Back to the future: Insurance pools for high-risk patients could be revived
Pauline Bartolone | Kaiser Health News | 12/1/2016, midnight
It wasn’t so long ago that health insurance horror stories fueled discussions around the family dinner table and the national debate over health care reform.
“One company said I was too heavy,” said Scott Svonkin, of Los Angeles, of the time he was denied an individual health policy in 2005. Svonkin, 50, said two other insurers seemed OK with his weight but also turned him down, citing his asthma and his wife’s pregnancy, which could put the insurers on the hook for a dependent whose health was uncertain.
“I was horrified that insurance companies would turn me down,” said Svonkin, who now works for the L.A. county assessor and is chairman of the County Commission on Insurance.
Svonkin, pictured here with his newborn son, Sam, in 2006. Svonkin says he was denied health insurance three times before changes came online under the Affordable Care Act. He found health coverage in a high-risk pool.
Svonkin, pictured here with his newborn son, Sam, in 2006. Svonkin says he was denied health insurance three times before changes under the Affordable Care Act. He found health coverage in a high-risk pool. (Courtesy of Scott Svonkin)
Svonkin did get coverage, however, thanks to a state-run “high risk” health insurance program, created for people who couldn’t get insurance because of preexisting conditions such as a past illness or a chronic disease. Thirty-four other states created similar programs, which have since dwindled or dissolved because the Affordable Care Act required health insurers not to exclude people based on their health status. The pools used state money, such as tax revenue or private insurer fees, to pay for their care.
Now President-elect Donald Trump and Republican Congressional leaders say they want to revive high-risk insurance pools for the sick or uninsurable.

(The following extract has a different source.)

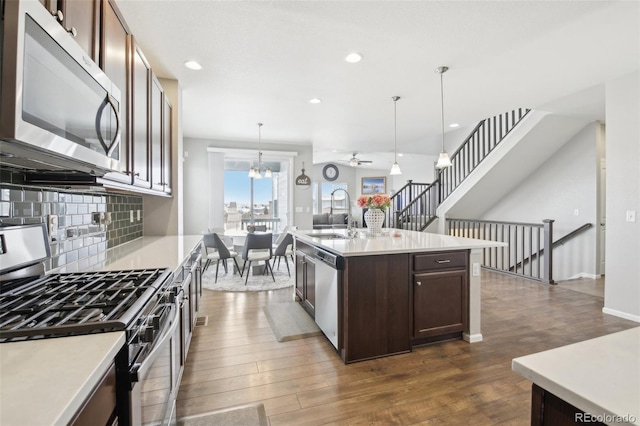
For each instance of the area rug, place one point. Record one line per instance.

But some California health officials and policy experts say that would be a big step backward—to a state program that offered long waits for coverage, high prices, limited benefits and few health plan choices.
“People would literally pass away while they were on the waiting list,” said Richard Figueroa, who was one of the original staff members of California’s program, the Major Risk Medical Insurance Program (MRMIP), when it started in the early 1990s. Later, he served on the governing agency’s board before it was dissolved under the Affordable Care Act.

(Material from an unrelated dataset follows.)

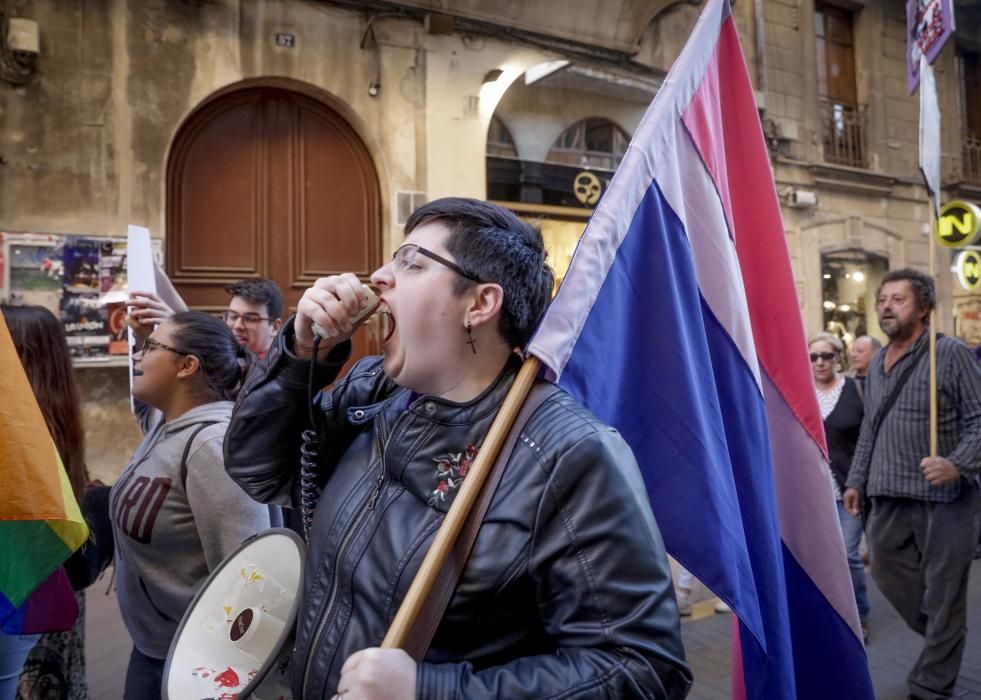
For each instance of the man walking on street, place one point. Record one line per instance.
(921, 528)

The program never had enough money to cover the need among the uninsured, Figueroa said. It had a $30 to $40 million budget in a given year, mostly from tobacco tax revenue. Figueroa said the limit on how many people could enroll declined over the years in part because costs kept rising. In 2011, fewer than 7,000 people were enrolled.
In the 1990s, thousands of people languished on waiting lists, Figueroa said. When their turn came for coverage, some people found they couldn’t afford the monthly premium.
“We never advertised. Because why would you advertise something that wasn’t available?” said Figueroa, now the director of health and human services for the California Endowment.
“We were a stopgap; we were a holding place, a waiting area,” said Figueroa. “We were always hoping [the program] would go away with the advent of national insurance reform,” he said.